I have a dataset that is too large to load all of it into memory. So instead, my thought is to load half the dataset, train on 2 epochs, then delete that data and load the other half, train, and repeat. However, even though I delete the data after each 2 epochs, it still crashes due to it being out of RAM.
I have tried training on each half of the dataset individually and it works. But when I try to create a loop that trains on half, deletes that half, then trains on the other half, it crashes. Keep in mind, it's not the GPU RAM, it's the system RAM I'm running out of.
here is the loop:
for i in range(20):
if i % 2 == 0:
X_train = np.load('/content/drive/My Drive/Kaggle ISLR/X_train_batch1.npy')
y_train = np.load('/content/drive/My Drive/Kaggle ISLR/y_train_batch1.npy')

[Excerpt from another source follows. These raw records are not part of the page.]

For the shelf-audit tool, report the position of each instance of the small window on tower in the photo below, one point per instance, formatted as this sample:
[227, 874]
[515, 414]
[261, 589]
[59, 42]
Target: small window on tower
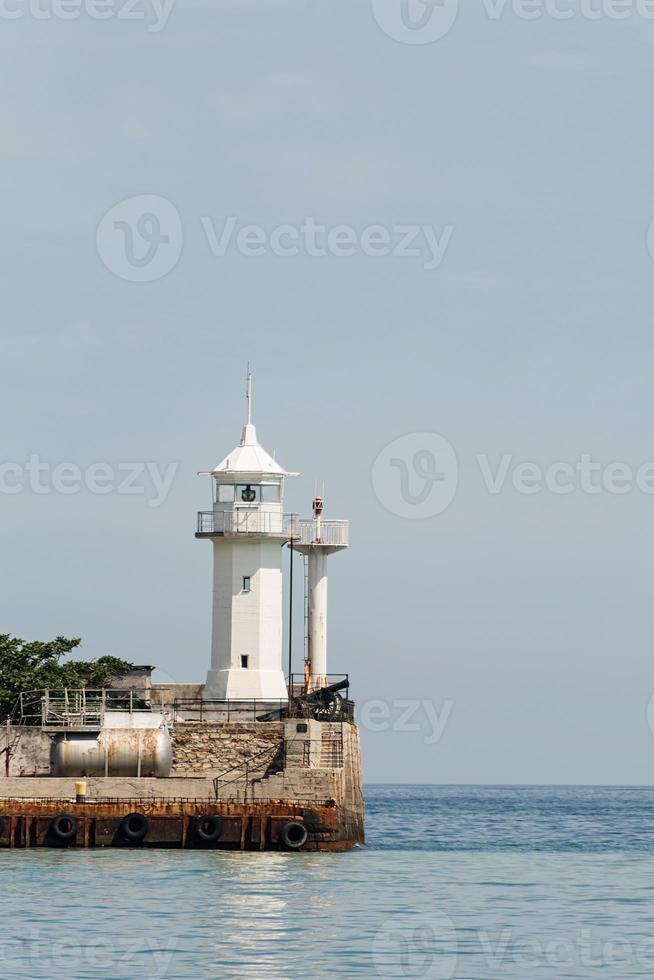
[225, 493]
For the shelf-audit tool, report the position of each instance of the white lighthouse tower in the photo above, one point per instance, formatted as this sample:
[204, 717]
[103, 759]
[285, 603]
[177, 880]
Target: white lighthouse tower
[247, 529]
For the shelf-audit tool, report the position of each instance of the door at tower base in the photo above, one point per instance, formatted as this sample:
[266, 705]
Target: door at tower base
[247, 611]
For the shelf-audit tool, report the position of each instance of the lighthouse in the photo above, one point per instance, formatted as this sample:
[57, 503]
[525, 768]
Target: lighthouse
[247, 529]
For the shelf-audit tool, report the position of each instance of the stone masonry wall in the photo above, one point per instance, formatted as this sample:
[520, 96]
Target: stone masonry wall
[227, 750]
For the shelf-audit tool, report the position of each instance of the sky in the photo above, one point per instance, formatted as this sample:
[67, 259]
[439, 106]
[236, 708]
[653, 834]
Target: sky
[462, 355]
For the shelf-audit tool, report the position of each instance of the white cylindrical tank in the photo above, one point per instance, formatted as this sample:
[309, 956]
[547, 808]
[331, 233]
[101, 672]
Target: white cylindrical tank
[143, 749]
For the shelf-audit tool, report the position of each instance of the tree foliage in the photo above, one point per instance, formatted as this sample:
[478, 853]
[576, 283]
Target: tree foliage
[32, 666]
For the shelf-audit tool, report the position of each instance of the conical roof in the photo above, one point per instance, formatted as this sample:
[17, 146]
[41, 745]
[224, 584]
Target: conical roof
[248, 458]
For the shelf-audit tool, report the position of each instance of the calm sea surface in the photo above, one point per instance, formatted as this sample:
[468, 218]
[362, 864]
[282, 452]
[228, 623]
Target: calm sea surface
[466, 882]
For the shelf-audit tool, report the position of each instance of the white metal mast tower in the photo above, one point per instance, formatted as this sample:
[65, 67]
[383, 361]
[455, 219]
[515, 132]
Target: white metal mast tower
[317, 540]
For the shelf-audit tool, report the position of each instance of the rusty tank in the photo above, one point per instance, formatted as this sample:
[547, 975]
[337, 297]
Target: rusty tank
[128, 744]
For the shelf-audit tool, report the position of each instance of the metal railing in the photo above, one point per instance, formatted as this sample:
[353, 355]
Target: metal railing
[333, 533]
[213, 710]
[244, 520]
[78, 707]
[250, 520]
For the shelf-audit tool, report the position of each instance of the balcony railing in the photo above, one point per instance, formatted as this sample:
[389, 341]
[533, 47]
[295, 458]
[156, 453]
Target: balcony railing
[243, 520]
[332, 533]
[250, 520]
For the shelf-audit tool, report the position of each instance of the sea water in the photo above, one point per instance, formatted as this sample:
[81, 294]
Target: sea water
[466, 882]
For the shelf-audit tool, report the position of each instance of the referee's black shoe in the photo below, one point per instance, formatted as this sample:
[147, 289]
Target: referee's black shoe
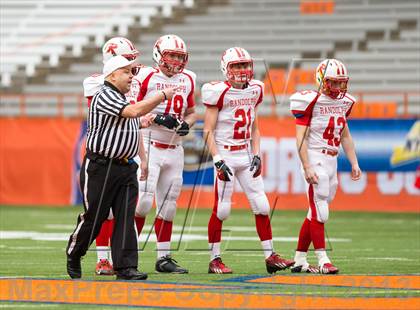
[167, 264]
[74, 268]
[130, 274]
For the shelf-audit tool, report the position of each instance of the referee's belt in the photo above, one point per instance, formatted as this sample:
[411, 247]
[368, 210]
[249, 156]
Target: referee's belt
[235, 147]
[102, 160]
[163, 145]
[329, 152]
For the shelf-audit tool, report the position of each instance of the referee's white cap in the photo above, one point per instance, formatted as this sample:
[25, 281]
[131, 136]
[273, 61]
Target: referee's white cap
[115, 63]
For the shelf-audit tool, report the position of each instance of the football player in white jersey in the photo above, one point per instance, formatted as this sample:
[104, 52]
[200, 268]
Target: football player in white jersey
[233, 138]
[321, 127]
[113, 47]
[163, 140]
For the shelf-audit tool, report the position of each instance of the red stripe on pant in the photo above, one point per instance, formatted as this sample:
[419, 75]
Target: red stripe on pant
[215, 225]
[139, 224]
[262, 222]
[304, 236]
[316, 227]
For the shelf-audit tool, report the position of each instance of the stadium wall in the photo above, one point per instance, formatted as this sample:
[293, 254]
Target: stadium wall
[41, 157]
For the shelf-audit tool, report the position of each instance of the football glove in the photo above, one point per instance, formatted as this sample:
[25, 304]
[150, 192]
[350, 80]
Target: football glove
[223, 170]
[166, 120]
[183, 128]
[256, 164]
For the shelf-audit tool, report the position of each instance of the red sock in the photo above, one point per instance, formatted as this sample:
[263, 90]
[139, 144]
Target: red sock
[214, 229]
[103, 239]
[163, 230]
[304, 236]
[317, 234]
[139, 224]
[263, 227]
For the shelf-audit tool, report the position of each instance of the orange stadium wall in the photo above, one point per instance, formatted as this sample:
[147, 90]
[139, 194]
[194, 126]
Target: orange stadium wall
[40, 158]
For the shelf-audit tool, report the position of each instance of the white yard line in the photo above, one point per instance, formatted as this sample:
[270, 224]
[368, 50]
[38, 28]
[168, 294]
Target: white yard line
[33, 235]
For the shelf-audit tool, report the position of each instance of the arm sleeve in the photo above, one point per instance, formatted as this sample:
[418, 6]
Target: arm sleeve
[110, 103]
[302, 105]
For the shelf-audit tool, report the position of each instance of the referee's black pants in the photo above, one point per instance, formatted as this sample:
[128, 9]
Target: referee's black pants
[107, 185]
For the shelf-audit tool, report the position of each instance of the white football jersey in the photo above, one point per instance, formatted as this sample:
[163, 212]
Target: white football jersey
[324, 116]
[152, 82]
[236, 110]
[94, 83]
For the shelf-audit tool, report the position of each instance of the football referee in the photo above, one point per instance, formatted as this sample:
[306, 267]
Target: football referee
[108, 174]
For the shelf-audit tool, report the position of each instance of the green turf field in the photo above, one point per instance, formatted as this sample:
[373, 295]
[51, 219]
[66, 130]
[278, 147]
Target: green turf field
[33, 240]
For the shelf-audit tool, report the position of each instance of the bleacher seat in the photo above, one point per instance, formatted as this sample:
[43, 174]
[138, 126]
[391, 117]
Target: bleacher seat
[382, 55]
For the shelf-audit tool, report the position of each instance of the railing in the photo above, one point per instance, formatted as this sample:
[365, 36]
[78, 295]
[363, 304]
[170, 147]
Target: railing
[396, 104]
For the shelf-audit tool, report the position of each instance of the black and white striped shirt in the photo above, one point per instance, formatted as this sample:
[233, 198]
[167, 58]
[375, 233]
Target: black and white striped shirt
[108, 133]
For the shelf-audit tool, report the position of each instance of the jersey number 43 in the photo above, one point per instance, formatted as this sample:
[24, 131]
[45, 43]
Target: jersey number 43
[329, 131]
[241, 128]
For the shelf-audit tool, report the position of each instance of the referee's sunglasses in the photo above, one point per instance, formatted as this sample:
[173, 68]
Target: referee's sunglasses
[135, 69]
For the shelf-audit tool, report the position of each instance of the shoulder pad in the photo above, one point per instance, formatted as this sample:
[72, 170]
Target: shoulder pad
[92, 84]
[350, 97]
[190, 73]
[144, 72]
[299, 101]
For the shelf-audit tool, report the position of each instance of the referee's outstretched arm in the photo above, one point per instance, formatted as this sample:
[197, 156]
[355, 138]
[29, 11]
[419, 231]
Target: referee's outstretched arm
[147, 105]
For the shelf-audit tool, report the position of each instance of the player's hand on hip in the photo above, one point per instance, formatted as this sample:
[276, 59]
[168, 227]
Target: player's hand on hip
[223, 171]
[144, 171]
[256, 164]
[166, 120]
[356, 173]
[147, 120]
[310, 176]
[183, 128]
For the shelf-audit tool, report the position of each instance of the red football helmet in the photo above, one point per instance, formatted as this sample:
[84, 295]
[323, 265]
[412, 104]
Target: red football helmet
[170, 44]
[119, 46]
[332, 78]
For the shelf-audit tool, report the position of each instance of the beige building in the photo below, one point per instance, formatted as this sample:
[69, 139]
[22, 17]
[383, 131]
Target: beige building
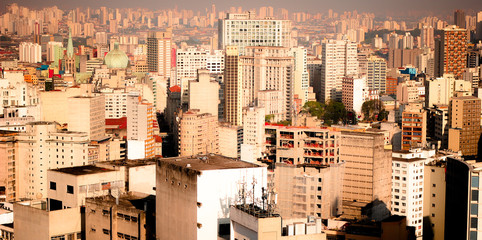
[204, 93]
[87, 114]
[307, 190]
[440, 90]
[300, 145]
[44, 147]
[232, 86]
[367, 168]
[198, 133]
[414, 126]
[434, 198]
[464, 123]
[192, 202]
[69, 187]
[8, 157]
[268, 68]
[33, 221]
[230, 140]
[141, 118]
[261, 225]
[131, 216]
[159, 52]
[253, 133]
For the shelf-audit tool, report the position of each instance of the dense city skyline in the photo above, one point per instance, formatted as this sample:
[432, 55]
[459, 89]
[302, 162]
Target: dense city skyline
[388, 8]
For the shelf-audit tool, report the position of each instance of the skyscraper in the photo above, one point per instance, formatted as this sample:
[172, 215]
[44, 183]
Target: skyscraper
[464, 121]
[244, 30]
[339, 59]
[451, 51]
[459, 18]
[159, 53]
[478, 29]
[267, 74]
[232, 86]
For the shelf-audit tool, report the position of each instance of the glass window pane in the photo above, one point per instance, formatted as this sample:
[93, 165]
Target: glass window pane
[475, 181]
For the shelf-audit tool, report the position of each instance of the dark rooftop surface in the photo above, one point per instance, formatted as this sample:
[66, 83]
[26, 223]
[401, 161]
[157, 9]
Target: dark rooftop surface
[82, 170]
[208, 162]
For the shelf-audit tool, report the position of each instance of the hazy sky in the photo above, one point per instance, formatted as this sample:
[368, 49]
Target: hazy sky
[376, 6]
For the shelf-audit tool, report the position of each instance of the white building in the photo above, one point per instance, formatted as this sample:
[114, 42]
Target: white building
[192, 59]
[253, 133]
[43, 147]
[204, 93]
[115, 103]
[339, 59]
[243, 29]
[140, 128]
[192, 202]
[408, 185]
[301, 77]
[30, 52]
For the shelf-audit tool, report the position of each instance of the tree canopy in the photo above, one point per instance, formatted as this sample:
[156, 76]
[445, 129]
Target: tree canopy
[374, 110]
[331, 113]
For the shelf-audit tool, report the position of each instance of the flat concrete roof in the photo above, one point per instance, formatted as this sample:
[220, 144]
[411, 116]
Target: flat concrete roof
[207, 162]
[82, 170]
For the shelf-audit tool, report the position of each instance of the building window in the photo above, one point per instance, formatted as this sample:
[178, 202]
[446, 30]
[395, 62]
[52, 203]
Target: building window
[475, 195]
[473, 222]
[70, 189]
[53, 185]
[474, 209]
[475, 181]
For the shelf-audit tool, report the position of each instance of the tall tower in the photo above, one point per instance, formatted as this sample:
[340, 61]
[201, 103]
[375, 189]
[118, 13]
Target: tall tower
[69, 56]
[159, 53]
[451, 52]
[478, 29]
[232, 86]
[339, 59]
[459, 18]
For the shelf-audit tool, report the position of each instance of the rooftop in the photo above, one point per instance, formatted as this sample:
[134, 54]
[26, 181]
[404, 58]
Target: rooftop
[207, 162]
[82, 170]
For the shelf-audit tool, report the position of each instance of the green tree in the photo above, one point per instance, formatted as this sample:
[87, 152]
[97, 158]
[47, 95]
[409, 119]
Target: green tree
[373, 110]
[316, 109]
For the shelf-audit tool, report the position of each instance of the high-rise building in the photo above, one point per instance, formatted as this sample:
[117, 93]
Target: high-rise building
[140, 128]
[232, 87]
[87, 114]
[427, 37]
[253, 133]
[459, 18]
[30, 52]
[478, 27]
[464, 125]
[159, 53]
[295, 185]
[451, 51]
[198, 133]
[434, 189]
[244, 30]
[339, 59]
[462, 202]
[367, 169]
[187, 204]
[407, 189]
[414, 126]
[377, 74]
[204, 93]
[268, 69]
[300, 77]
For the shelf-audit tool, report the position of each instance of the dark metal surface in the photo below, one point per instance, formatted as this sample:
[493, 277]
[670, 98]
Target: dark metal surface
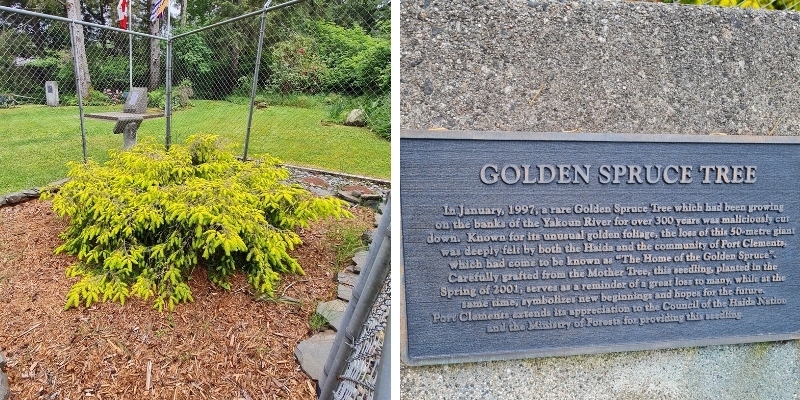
[444, 171]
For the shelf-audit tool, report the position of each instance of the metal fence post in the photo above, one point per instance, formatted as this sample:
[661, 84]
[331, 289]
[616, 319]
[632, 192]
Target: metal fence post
[255, 78]
[378, 265]
[168, 106]
[76, 69]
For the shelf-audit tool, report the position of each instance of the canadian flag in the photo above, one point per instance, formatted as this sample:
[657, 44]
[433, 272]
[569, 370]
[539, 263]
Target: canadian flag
[122, 10]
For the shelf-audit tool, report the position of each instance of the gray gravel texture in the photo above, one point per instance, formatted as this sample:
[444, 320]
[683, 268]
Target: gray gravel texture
[594, 66]
[628, 67]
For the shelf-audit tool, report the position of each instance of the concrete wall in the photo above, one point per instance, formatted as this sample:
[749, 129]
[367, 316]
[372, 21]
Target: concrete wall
[604, 67]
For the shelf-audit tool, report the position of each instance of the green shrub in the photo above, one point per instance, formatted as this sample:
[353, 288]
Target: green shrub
[141, 223]
[357, 63]
[296, 67]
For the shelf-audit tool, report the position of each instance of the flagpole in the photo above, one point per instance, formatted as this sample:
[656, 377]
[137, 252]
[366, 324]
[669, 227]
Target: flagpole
[130, 48]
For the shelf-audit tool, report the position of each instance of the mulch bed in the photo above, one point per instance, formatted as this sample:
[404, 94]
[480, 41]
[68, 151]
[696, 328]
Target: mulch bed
[224, 345]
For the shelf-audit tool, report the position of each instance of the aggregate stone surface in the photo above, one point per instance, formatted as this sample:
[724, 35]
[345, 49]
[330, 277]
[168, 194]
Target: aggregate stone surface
[598, 66]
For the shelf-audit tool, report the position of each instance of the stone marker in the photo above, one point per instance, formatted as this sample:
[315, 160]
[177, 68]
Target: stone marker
[344, 292]
[355, 118]
[127, 126]
[136, 103]
[51, 93]
[313, 353]
[551, 244]
[333, 311]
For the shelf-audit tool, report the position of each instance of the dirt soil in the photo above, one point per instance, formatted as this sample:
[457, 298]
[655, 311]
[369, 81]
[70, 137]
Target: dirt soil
[225, 345]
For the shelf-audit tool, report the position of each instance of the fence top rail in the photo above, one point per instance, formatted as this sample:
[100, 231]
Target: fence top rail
[266, 9]
[57, 18]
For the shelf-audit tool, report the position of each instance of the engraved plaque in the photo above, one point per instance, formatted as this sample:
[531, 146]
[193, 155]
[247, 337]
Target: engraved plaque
[523, 245]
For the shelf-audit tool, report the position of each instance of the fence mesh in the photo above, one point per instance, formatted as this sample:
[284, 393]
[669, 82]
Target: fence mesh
[358, 378]
[320, 60]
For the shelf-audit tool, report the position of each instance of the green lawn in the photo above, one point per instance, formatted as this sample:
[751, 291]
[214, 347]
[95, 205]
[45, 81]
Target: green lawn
[37, 141]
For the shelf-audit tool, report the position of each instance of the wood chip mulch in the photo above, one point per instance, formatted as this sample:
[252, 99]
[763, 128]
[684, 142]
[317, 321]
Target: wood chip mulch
[224, 345]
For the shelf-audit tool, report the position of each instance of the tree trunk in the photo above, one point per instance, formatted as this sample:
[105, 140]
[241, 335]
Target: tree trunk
[74, 12]
[155, 55]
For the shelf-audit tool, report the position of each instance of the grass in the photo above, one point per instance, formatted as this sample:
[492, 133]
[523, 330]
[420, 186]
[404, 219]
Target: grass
[37, 141]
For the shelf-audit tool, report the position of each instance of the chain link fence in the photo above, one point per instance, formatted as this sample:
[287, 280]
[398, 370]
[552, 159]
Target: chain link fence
[283, 80]
[289, 97]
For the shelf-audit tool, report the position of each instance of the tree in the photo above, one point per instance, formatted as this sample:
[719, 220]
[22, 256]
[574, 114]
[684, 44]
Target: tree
[84, 81]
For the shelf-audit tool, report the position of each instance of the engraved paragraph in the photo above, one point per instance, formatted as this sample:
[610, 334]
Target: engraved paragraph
[513, 268]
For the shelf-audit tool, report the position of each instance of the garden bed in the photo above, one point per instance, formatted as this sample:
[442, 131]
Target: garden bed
[224, 345]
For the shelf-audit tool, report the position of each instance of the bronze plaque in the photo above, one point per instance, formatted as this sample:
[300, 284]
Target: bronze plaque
[523, 245]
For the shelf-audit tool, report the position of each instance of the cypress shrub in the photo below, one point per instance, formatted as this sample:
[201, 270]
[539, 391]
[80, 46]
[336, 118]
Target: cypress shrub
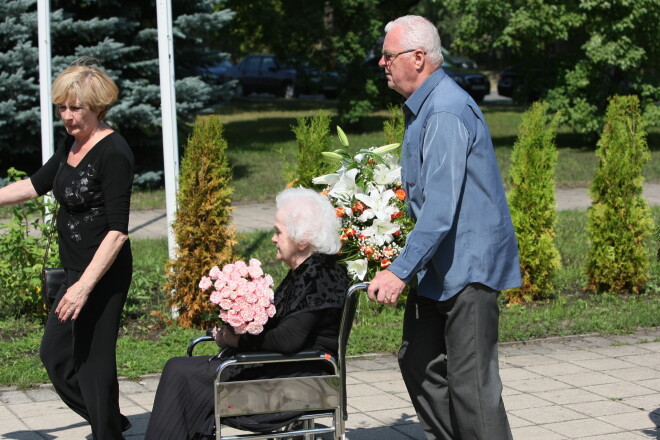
[532, 203]
[393, 128]
[201, 227]
[619, 219]
[313, 138]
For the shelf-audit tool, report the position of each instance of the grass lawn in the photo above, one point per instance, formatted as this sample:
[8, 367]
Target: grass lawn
[259, 134]
[148, 337]
[260, 138]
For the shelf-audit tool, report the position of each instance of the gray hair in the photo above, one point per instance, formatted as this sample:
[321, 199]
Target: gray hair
[310, 218]
[419, 33]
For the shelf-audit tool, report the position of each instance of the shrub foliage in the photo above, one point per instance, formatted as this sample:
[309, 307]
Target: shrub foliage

X_train, X_val, y_train, y_val = train_test_split(X_train, y_train, test_size=0.2, random_state=42)
train_gen = MyDataGenerator(X_train, y_train, batch_size, first_dim)
val_gen = MyDataGenerator(X_val, y_val, batch_size, first_dim)
del X_train
del y_train
model.fit(
train_gen,
validation_data=val_gen,
epochs=2,
callbacks=[checkpoint_callback]
)
del train_gen
del val_gen
else:
X_train = np.load('/content/drive/My Drive/Kaggle ISLR/X_train_batch2.npy')
y_train = np.load('/content/drive/My Drive/Kaggle ISLR/y_train_batch2.npy')
X_train, X_val, y_train, y_val = train_test_split(X_train, y_train, test_size=0.2, random_state=42)
train_gen = MyDataGenerator(X_train, y_train, batch_size, first_dim)
val_gen = MyDataGenerator(X_val, y_val, batch_size, first_dim)
del X_train
del y_train
model.fit(
train_gen,
validation_data=val_gen,
epochs=2,
callbacks=[checkpoint_callback]
)
del train_gen
del val_gen
Is there a better way to do this to prevent running out of RAM?